Now isn’t that wonderful! You have the entire Tier 1 features to work with and derive wonderful insights! But wait, didn’t I say that GroupBy is lazy and doesn’t do anything unless explicitly specified? Alright then, let’s see GroupBy in action with the aggregate functions.

Applying Functions to GroupBy Groups

The apply step is unequivocally the most important step of a Pandas GroupBy function where we can perform a variety of operations using aggregation, transformation, filtration, or even with your own function!

Let’s have a look at these in detail.

Aggregation

We have looked at some aggregation functions in the article so far, such as mean, mode, and sum. These perform statistical operations on a set of data. Have a glance at all the aggregate functions in the Pandas package:

count() – Number of non-null observations
sum() – Sum of values
mean() – Mean of values
median() – Arithmetic median of values
min() – Minimum
max() – Maximum
mode() – Mode
std() – Standard deviation
var() – Variance

But the agg() function in Pandas gives us the flexibility to perform several statistical computations all at once! Here is how it works:

df.groupby('Outlet_Location_Type').agg([np.mean,np.median])

Output:

We can even run GroupBy with multiple indexes to get better insights from our data

df.groupby(['Outlet_Location_Type', 'Outlet_Establishment_Year'], as_index=False).agg(
    {'Outlet_Size': pd.Series.mode,
     'Item_Outlet_Sales': np.mean
     }
)

Notice that I have used different aggregation functions for different column names by passing them in a dictionary with the corresponding operation to be performed. This allowed me to group and apply computations on nominal and numeric features simultaneously.

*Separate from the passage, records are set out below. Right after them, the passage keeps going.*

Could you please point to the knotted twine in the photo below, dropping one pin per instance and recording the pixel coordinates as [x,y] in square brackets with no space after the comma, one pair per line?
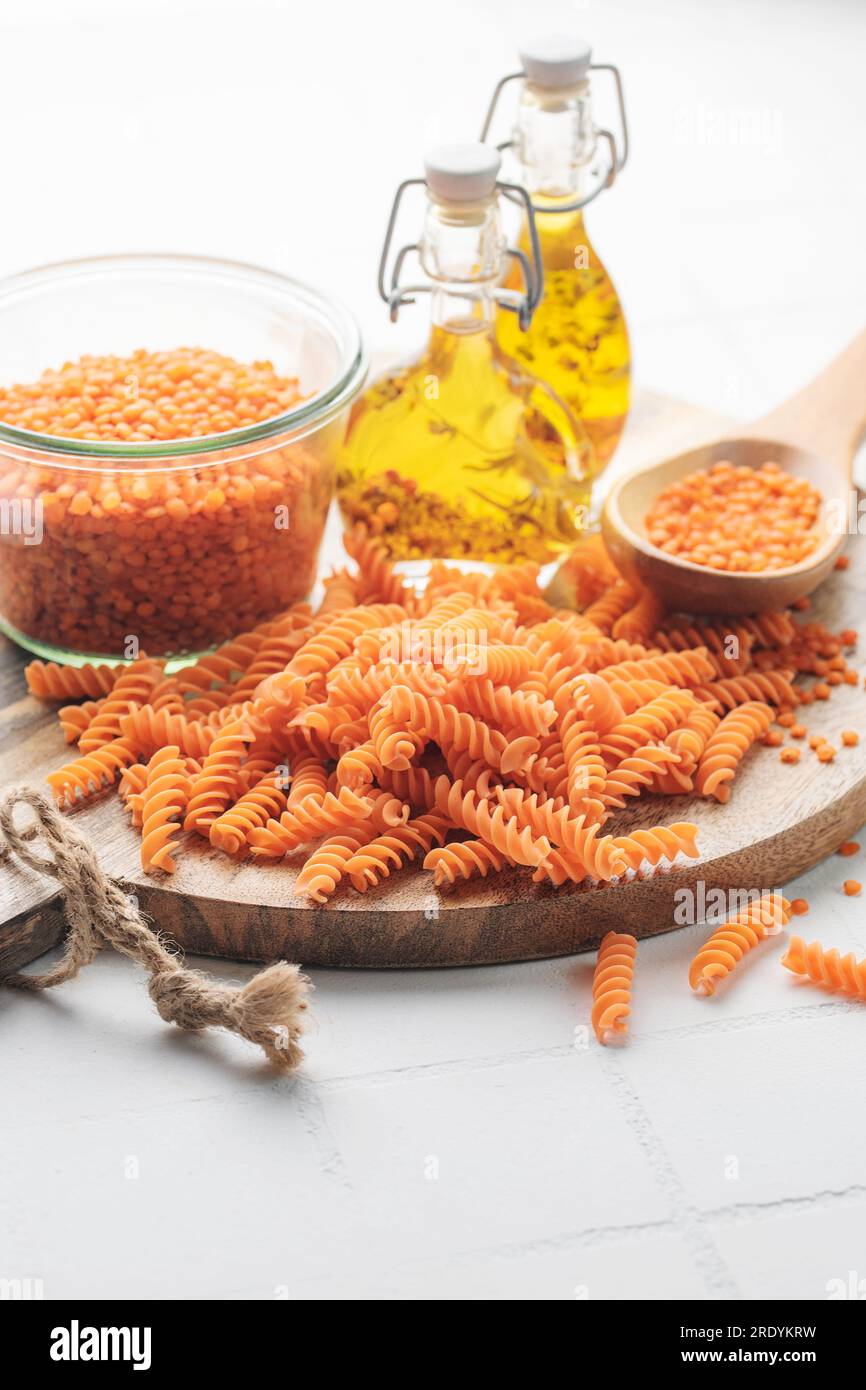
[268,1009]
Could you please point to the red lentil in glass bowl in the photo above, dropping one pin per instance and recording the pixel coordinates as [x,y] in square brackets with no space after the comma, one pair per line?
[173,542]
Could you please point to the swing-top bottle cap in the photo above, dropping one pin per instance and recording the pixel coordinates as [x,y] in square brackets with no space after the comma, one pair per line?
[462,173]
[556,61]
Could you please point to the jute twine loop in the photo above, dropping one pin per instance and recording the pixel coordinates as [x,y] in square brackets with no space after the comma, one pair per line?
[268,1009]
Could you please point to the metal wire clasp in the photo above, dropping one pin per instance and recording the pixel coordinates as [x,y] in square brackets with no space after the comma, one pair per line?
[519,302]
[617,153]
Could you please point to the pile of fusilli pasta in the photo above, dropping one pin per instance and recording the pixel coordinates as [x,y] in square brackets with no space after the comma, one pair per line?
[470,727]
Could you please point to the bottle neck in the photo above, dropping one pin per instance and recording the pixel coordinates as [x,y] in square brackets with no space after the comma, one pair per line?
[555,141]
[462,252]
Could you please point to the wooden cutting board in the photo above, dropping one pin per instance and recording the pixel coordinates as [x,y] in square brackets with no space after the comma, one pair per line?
[780,820]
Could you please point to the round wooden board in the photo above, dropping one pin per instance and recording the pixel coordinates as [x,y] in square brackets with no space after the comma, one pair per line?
[780,820]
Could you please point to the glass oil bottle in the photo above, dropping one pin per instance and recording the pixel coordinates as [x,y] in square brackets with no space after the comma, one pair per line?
[577,341]
[462,453]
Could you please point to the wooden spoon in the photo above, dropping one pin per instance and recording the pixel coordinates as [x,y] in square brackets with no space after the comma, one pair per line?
[815,437]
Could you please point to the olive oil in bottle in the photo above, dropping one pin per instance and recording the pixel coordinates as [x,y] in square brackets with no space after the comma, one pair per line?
[577,341]
[463,453]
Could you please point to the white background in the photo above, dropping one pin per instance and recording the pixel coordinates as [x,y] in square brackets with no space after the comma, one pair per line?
[275,132]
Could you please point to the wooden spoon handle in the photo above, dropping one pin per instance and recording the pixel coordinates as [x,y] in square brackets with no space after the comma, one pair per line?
[827,416]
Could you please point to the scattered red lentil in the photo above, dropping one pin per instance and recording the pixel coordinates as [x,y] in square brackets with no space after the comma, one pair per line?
[737,519]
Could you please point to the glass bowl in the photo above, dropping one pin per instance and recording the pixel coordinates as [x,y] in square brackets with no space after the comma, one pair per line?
[167,546]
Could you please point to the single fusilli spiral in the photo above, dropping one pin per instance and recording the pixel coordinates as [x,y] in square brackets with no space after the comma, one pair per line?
[163,802]
[512,709]
[433,719]
[612,603]
[95,770]
[681,669]
[598,702]
[556,823]
[327,865]
[654,720]
[216,786]
[46,680]
[844,975]
[149,729]
[641,769]
[658,844]
[612,986]
[773,687]
[75,719]
[131,690]
[470,859]
[737,934]
[640,620]
[491,822]
[391,851]
[307,820]
[585,770]
[266,801]
[727,747]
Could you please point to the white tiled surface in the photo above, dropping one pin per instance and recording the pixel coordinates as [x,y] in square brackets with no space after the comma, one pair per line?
[451,1136]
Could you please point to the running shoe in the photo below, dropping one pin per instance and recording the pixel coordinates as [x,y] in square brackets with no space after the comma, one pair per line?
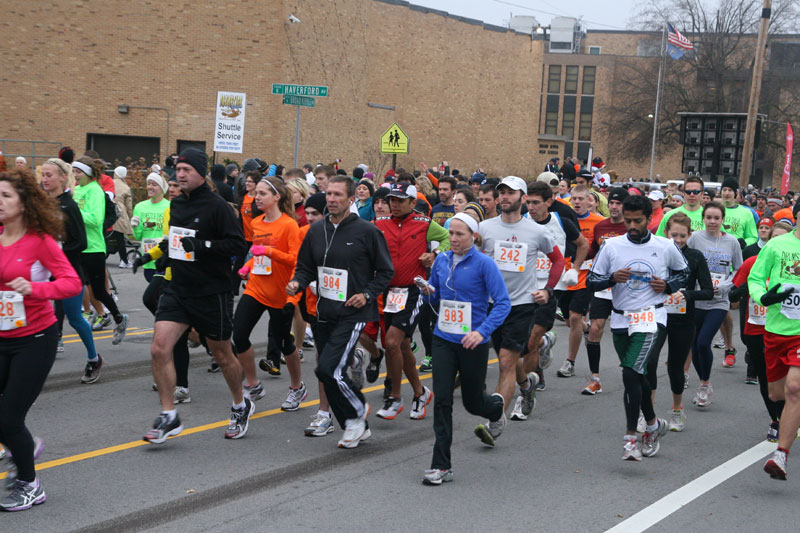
[516,412]
[437,477]
[593,387]
[254,392]
[730,358]
[269,367]
[677,420]
[545,352]
[374,367]
[294,398]
[23,496]
[567,370]
[651,440]
[529,396]
[91,372]
[776,466]
[772,432]
[630,449]
[419,403]
[163,428]
[358,369]
[119,331]
[489,432]
[181,395]
[427,364]
[391,408]
[320,426]
[240,420]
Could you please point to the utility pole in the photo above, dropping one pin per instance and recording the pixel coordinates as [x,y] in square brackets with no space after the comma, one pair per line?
[755,94]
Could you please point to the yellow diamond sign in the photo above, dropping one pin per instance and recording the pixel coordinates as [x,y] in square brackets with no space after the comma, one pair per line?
[394,141]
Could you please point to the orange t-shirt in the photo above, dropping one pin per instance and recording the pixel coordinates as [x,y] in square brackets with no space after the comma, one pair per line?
[282,239]
[247,217]
[587,230]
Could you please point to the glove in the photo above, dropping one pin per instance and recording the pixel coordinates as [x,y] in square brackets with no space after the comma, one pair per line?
[773,296]
[570,277]
[139,261]
[191,244]
[257,249]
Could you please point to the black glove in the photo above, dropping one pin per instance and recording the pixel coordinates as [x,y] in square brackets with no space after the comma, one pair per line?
[773,296]
[141,260]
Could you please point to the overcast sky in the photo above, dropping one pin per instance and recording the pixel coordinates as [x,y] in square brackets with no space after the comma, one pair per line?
[595,14]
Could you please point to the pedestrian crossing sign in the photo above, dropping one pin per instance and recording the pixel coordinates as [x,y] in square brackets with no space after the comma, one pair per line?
[394,140]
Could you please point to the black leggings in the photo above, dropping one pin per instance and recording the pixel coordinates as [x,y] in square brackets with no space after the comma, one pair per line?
[249,312]
[755,345]
[24,365]
[94,265]
[681,338]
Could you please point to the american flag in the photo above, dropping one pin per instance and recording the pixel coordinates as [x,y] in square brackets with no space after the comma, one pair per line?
[676,38]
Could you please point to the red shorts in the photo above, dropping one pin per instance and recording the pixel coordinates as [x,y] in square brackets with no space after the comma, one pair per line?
[371,330]
[780,352]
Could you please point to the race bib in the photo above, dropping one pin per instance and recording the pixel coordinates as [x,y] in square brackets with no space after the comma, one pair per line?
[455,317]
[262,265]
[332,284]
[790,307]
[675,304]
[510,256]
[642,321]
[757,314]
[396,300]
[12,311]
[176,250]
[149,244]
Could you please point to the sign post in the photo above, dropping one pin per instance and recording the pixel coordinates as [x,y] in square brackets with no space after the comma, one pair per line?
[299,96]
[229,122]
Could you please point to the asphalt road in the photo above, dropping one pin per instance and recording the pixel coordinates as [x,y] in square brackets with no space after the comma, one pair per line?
[558,471]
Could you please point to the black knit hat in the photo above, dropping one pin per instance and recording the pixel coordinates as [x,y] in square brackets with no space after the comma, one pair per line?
[196,159]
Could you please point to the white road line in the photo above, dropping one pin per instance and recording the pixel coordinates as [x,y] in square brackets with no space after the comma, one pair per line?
[673,501]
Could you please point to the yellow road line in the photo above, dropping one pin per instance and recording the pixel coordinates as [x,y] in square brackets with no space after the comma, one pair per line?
[190,431]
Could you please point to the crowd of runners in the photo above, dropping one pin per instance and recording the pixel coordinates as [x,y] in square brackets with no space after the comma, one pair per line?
[353,264]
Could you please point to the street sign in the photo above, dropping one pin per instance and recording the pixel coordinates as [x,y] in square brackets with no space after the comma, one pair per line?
[305,101]
[300,90]
[394,140]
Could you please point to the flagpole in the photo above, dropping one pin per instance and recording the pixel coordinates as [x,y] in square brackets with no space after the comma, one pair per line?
[658,100]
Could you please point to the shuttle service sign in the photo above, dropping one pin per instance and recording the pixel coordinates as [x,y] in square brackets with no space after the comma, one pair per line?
[229,122]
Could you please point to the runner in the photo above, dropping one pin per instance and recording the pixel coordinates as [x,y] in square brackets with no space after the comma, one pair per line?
[575,300]
[29,257]
[276,240]
[641,269]
[407,236]
[349,260]
[680,306]
[724,257]
[777,264]
[92,202]
[462,282]
[55,175]
[514,243]
[204,235]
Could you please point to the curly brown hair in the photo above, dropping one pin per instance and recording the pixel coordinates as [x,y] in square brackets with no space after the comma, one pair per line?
[41,213]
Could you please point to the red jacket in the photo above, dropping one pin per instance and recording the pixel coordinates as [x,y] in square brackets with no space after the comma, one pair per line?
[407,239]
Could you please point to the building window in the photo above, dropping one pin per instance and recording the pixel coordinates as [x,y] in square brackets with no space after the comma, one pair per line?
[554,79]
[585,128]
[589,74]
[571,82]
[568,125]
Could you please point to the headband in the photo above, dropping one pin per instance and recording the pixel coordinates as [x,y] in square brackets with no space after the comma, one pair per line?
[468,220]
[84,167]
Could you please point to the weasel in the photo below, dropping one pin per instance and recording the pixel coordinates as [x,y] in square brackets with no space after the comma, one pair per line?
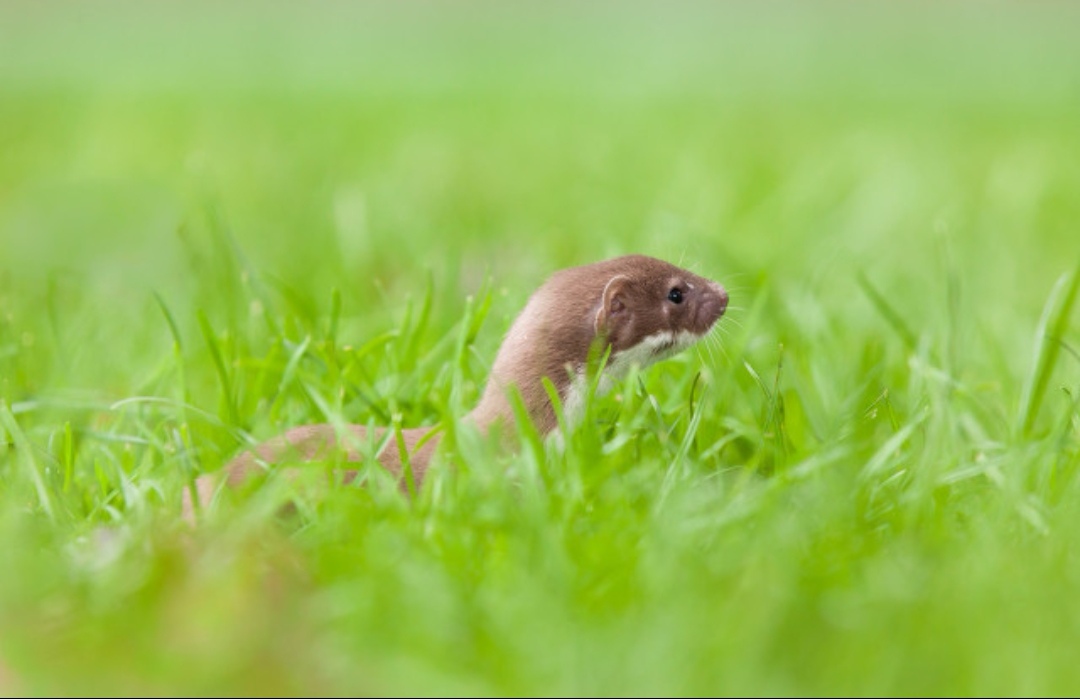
[639,309]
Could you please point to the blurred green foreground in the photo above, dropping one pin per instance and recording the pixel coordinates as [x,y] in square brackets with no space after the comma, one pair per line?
[221,219]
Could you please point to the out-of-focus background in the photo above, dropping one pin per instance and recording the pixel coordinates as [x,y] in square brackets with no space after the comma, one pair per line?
[890,191]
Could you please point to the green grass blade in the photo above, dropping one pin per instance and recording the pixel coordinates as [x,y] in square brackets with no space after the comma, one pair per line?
[25,454]
[1049,333]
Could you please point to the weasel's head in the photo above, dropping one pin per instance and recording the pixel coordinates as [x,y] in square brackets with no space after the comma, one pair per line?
[650,309]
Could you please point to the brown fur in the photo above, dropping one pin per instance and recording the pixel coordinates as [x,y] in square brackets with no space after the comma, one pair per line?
[616,304]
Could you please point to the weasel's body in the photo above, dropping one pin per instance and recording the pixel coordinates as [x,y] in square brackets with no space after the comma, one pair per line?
[644,309]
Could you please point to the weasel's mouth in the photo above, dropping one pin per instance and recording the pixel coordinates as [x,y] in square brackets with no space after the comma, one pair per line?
[664,347]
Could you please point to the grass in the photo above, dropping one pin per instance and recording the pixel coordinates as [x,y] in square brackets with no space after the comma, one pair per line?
[215,225]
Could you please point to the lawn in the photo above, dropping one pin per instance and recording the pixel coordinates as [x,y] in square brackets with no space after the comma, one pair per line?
[221,220]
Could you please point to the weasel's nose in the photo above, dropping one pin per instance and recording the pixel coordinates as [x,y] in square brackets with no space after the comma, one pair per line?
[724,296]
[714,301]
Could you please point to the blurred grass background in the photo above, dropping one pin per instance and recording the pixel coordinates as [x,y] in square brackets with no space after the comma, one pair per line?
[216,207]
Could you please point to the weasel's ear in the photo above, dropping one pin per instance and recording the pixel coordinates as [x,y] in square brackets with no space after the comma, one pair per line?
[612,303]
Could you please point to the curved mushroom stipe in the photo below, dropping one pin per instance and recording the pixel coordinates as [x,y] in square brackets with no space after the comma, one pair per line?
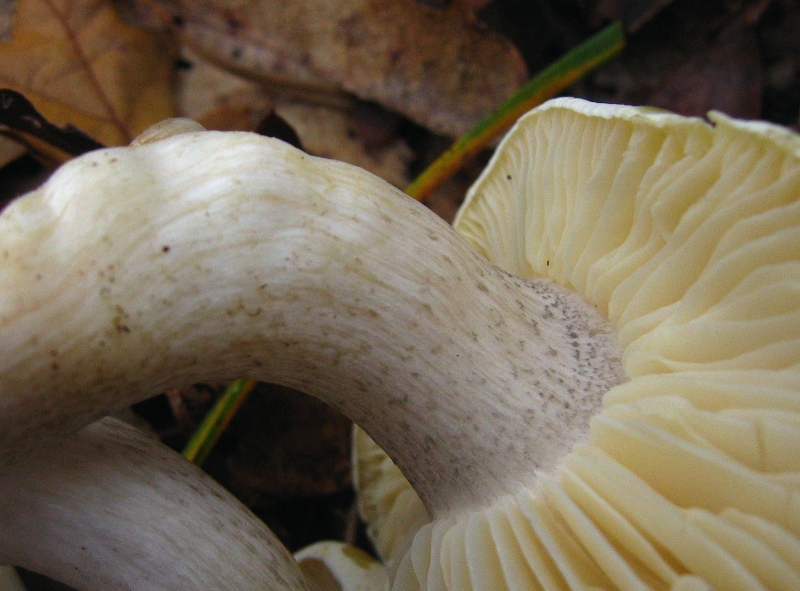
[211,256]
[688,237]
[110,508]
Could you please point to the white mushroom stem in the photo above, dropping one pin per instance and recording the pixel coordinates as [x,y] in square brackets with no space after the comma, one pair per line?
[208,256]
[112,509]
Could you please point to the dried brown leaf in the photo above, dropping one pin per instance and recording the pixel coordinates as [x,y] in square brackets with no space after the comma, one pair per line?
[726,76]
[331,133]
[434,66]
[8,10]
[81,65]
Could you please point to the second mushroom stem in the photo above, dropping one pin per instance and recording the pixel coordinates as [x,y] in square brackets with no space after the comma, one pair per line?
[210,256]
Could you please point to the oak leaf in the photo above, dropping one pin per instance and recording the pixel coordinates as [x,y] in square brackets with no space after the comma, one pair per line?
[79,64]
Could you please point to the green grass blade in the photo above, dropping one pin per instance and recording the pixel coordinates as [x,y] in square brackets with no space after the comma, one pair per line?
[217,420]
[560,75]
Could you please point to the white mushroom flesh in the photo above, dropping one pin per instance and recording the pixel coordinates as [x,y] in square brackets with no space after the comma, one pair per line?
[112,509]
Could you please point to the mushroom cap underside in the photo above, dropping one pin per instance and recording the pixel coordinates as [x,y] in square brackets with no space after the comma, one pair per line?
[686,235]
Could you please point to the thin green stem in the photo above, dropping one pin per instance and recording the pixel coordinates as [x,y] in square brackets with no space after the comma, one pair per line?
[217,420]
[561,74]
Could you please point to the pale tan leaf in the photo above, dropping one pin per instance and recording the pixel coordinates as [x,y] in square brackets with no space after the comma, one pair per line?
[80,64]
[433,66]
[329,132]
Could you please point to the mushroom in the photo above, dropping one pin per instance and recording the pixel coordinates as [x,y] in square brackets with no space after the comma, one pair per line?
[111,508]
[614,406]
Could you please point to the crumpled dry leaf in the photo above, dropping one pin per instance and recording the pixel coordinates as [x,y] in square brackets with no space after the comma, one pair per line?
[218,99]
[433,66]
[726,76]
[221,100]
[81,65]
[330,133]
[8,9]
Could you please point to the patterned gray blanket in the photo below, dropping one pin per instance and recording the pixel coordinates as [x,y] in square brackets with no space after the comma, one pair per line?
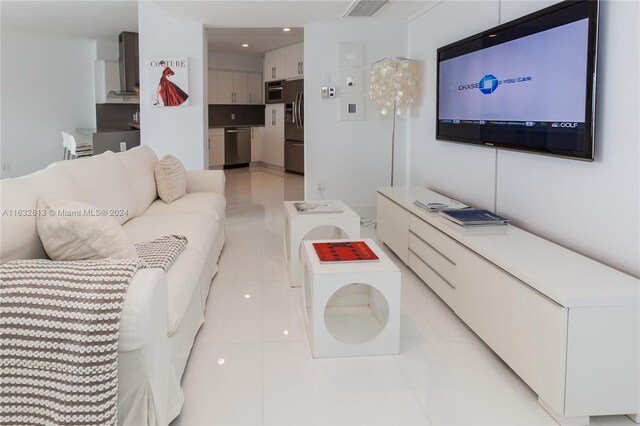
[59,329]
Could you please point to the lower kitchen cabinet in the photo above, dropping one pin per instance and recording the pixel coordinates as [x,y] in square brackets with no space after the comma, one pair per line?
[216,148]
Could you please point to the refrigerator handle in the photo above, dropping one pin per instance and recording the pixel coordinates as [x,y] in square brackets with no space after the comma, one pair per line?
[299,110]
[295,110]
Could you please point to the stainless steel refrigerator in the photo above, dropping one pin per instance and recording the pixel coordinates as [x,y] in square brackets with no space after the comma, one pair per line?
[294,126]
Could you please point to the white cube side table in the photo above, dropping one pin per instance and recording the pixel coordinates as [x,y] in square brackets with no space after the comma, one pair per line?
[298,225]
[326,315]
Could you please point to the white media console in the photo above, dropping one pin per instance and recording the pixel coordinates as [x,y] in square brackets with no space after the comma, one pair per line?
[566,324]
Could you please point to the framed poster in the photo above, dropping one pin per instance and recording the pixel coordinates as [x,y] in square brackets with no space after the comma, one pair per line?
[169,81]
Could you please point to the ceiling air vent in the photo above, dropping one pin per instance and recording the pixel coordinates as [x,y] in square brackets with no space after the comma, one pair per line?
[365,7]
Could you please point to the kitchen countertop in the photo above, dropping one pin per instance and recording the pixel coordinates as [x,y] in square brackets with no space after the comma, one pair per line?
[90,131]
[236,125]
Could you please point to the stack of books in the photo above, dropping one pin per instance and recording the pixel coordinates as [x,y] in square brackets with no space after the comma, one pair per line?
[84,150]
[316,208]
[434,207]
[474,217]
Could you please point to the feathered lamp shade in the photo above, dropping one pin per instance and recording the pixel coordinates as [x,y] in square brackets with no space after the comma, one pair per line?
[394,88]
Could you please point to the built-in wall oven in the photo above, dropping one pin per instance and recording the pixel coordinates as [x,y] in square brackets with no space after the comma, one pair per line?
[274,92]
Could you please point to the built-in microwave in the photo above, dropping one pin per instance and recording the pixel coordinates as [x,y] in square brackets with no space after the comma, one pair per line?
[274,92]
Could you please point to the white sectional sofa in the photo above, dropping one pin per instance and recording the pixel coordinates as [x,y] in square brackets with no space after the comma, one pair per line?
[162,311]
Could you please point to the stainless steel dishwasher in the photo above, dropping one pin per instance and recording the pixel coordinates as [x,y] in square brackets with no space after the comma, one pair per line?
[237,146]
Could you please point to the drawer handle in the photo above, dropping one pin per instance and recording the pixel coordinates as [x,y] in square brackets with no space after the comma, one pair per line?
[432,247]
[433,270]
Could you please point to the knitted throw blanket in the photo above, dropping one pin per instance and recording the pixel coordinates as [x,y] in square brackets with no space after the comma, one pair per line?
[59,329]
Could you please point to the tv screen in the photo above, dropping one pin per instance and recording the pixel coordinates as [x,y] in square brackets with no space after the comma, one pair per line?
[526,85]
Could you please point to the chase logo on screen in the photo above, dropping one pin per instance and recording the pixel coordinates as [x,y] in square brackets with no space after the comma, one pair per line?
[489,83]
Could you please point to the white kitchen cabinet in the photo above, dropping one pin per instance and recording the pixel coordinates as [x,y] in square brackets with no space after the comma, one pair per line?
[213,87]
[274,64]
[225,87]
[274,135]
[235,87]
[257,144]
[240,91]
[255,89]
[294,61]
[216,148]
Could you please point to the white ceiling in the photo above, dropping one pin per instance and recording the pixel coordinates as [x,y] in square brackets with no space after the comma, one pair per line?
[103,19]
[291,13]
[260,40]
[87,19]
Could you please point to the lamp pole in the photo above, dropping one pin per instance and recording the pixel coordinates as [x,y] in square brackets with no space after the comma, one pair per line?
[393,140]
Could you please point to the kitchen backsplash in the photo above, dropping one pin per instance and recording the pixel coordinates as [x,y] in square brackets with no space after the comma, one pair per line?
[115,116]
[236,115]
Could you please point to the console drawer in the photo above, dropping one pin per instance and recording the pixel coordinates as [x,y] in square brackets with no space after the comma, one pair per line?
[446,245]
[441,264]
[526,329]
[393,226]
[440,286]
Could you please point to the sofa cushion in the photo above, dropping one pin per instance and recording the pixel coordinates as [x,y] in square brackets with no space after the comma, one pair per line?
[71,231]
[140,165]
[102,182]
[196,202]
[171,178]
[200,229]
[19,197]
[183,280]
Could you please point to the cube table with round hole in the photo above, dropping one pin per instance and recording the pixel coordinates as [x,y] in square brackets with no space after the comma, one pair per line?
[298,225]
[352,308]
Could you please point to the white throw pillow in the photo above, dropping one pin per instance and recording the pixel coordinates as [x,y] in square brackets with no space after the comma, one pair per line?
[73,230]
[171,179]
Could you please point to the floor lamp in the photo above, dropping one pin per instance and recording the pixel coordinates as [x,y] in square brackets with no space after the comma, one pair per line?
[394,88]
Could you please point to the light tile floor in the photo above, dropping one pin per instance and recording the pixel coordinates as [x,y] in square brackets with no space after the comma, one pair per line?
[251,362]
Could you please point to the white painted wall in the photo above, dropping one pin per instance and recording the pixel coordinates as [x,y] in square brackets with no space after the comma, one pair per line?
[47,86]
[224,61]
[352,158]
[558,199]
[179,131]
[108,48]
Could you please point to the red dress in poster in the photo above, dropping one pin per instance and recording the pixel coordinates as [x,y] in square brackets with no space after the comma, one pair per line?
[168,91]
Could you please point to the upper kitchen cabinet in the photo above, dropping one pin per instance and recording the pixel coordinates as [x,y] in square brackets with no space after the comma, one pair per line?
[254,86]
[107,77]
[213,87]
[274,65]
[225,87]
[235,87]
[294,61]
[240,90]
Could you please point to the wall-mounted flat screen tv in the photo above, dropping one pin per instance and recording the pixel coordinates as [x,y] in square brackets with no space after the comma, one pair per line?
[525,85]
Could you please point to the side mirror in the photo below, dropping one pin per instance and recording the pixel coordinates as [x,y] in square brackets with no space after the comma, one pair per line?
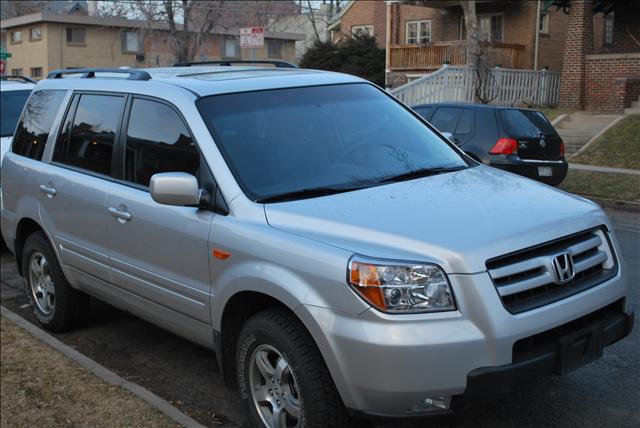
[174,188]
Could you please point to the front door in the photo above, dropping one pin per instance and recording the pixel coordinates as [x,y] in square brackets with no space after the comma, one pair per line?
[74,188]
[160,253]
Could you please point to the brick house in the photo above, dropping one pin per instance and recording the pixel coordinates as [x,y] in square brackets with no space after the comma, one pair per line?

Also, I have changed the value of the as_index parameter to False. This way, the grouped index would not be output as an index.

We can even rename the aggregated columns to improve their comprehensibility, and we get a multi-index dataframe:

df.groupby(['Outlet_Type', 'Item_Type']).agg(
    mean_MRP=('Item_MRP', np.mean),
    mean_Sales=('Item_Outlet_Sales', np.mean)
)

It is amazing how a name change can improve the understandability of the output!

Transformation

Transformation allows us to perform some computation on the groups as a whole and then return the combined DataFrame. This is done using the transform() function.

We will try to compute the null values in the Item_Weight column using the transform() function.

The Item_Fat_Content and Item_Type will affect the Item_Weight, don’t you think? So, let’s group the DataFrame by these columns and handle the missing weights using the mean of these groups:

df['Item_Weight'] = df.groupby(['Item_Fat_Content', 'Item_Type'])['Item_Weight'].transform(
    lambda x: x.fillna(x.mean())
)

“Using the Transform function, a DataFrame calls a function on itself to produce a DataFrame with transformed values.”

You can read more about the transform() function in this article.

Filtration

Filtration allows us to discard certain values based on computation and return only a subset of the group. We can do this using the filter() function in Pandas.

Let’s take a look at the number of rows in our DataFrame presently:

 df.shape

Output:

(8523, 12)

If I wanted only those groups that have item weights within 3 standard deviations, I could use the filter function to do the job:

def filter_func(x):
    return x['Item_Weight'].std() < 3

df_filter = df.groupby(['Item_Weight']).filter(filter_func)
df_filter.shape

Output:

(8510, 12)

GroupBy has conveniently returned a DataFrame with only those groups that have Item_Weight less than 3 standard deviations.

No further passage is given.